Thank you for explaining the situation. I understand what's going on.
In the end, going back to my question, this is caused by file system corruption.
Because the inode bitmap is corrupted, an inode with an inode number
that should exist as a ".nilfs" file was reassigned by nilfs_mkdir for
"file0", causing an inode duplication during execution.
And this causes an underflow of i_nlink in rmdir operations.
After considering the issue, I came to the conclusion that although
there is an approach that strengthens checks for bitmap
inconsistencies and inode type inconsistencies to detect errors in
advance, these approaches are difficult to fundamentally solve.
This is caused by a corrupted inode bitmap, but checking is difficult
in the first place when there are multiple directories with the same
inode number in the name space.
Therefore, the appropriate solution is to either check for i_nlink
underflow during rmdir, or to detect i_nlink == 0 in the call path of
nilfs_lookup() --> nilfs_iget(), and I think the latter approach is
better, as you have chosen.
> >
> > When I mounted the mount_0 image as read-only, the filesystem looked
> > normal without such inode duplication.
> >
> > At least, nilfs_read_inode_common(), which reads inodes from block
> > devices, is implemented to return an error with -ESTALE if i_nlink ==
> > 0. So it seems that nilfs_iget() picked up this inode with i_nlilnk
> > == 0 because it hit an inode being deleted in the inode cache. Why is
> > that happening?
> Are you talking about the following call trace?

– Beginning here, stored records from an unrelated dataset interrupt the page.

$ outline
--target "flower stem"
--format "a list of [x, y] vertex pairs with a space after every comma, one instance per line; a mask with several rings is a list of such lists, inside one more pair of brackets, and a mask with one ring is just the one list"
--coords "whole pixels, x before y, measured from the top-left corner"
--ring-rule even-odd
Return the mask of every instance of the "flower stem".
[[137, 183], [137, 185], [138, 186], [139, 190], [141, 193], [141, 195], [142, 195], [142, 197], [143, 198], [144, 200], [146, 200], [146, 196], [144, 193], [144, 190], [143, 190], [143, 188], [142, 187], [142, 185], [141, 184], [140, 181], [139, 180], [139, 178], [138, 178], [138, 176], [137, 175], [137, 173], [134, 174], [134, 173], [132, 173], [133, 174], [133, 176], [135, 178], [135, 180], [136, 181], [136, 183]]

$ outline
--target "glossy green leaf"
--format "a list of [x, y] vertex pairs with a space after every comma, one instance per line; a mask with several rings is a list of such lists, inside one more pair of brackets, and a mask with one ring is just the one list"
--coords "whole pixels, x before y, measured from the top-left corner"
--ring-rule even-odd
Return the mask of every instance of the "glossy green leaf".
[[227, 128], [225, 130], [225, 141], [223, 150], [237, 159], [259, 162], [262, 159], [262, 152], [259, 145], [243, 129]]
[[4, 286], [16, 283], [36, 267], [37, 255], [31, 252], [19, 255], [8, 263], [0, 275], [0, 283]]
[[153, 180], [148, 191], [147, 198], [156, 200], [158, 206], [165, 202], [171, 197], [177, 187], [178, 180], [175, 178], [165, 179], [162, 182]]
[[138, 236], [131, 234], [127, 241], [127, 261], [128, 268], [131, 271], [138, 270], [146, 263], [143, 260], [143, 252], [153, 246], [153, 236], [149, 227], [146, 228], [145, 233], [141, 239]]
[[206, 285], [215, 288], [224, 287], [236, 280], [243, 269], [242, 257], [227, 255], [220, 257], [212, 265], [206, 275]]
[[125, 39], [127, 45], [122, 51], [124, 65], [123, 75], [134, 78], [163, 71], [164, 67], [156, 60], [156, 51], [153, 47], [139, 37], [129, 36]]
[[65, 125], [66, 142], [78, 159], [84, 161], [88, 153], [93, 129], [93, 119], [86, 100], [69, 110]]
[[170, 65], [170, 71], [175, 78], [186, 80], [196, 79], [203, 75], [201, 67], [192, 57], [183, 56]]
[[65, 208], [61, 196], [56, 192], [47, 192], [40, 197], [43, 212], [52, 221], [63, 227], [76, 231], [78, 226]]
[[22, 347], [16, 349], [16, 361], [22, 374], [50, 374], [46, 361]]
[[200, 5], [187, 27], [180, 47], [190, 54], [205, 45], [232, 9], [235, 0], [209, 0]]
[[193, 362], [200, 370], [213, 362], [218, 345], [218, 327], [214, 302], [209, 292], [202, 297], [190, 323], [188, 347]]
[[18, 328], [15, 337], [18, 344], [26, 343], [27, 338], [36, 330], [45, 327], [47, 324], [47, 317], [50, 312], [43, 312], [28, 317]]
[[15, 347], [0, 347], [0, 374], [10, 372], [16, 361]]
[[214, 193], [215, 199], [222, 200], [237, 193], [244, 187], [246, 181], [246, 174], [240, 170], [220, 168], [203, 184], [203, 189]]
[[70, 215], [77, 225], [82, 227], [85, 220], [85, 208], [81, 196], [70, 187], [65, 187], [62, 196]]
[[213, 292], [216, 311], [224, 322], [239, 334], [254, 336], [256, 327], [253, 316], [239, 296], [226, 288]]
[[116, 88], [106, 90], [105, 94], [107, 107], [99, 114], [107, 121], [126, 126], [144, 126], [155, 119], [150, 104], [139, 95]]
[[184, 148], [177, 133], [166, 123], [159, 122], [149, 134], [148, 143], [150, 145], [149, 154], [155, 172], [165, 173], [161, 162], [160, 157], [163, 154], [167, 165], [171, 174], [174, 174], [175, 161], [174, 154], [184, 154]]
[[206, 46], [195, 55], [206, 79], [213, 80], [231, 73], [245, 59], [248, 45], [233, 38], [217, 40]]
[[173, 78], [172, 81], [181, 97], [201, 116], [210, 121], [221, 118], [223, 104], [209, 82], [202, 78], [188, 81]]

> If so, then because the value of inode->i_state is I_DIRTY (set in nilfs_mkdir)
> it will not enter __nilfs_read_inode().
>
> nilfs_iget()->
> __nilfs_read_inode()->
> nilfs_read_inode_common()
Yes, in this case __nifls_read_inode() is not called. As mentioned
above, the conclusion is that i_nlink abnormalities can occur in other
FS corruption patterns such as inode bitmap corruption and directory
inconsistency.
> >
> > Also, why do you put the i_size check as an AND condition?
> i_size will set to 0 in nilfs_rmdir(), so check it too.
> > i_size is independent of i_nlink and the inode lifecycles. If i_size
> > is also broken, this check will not work properly.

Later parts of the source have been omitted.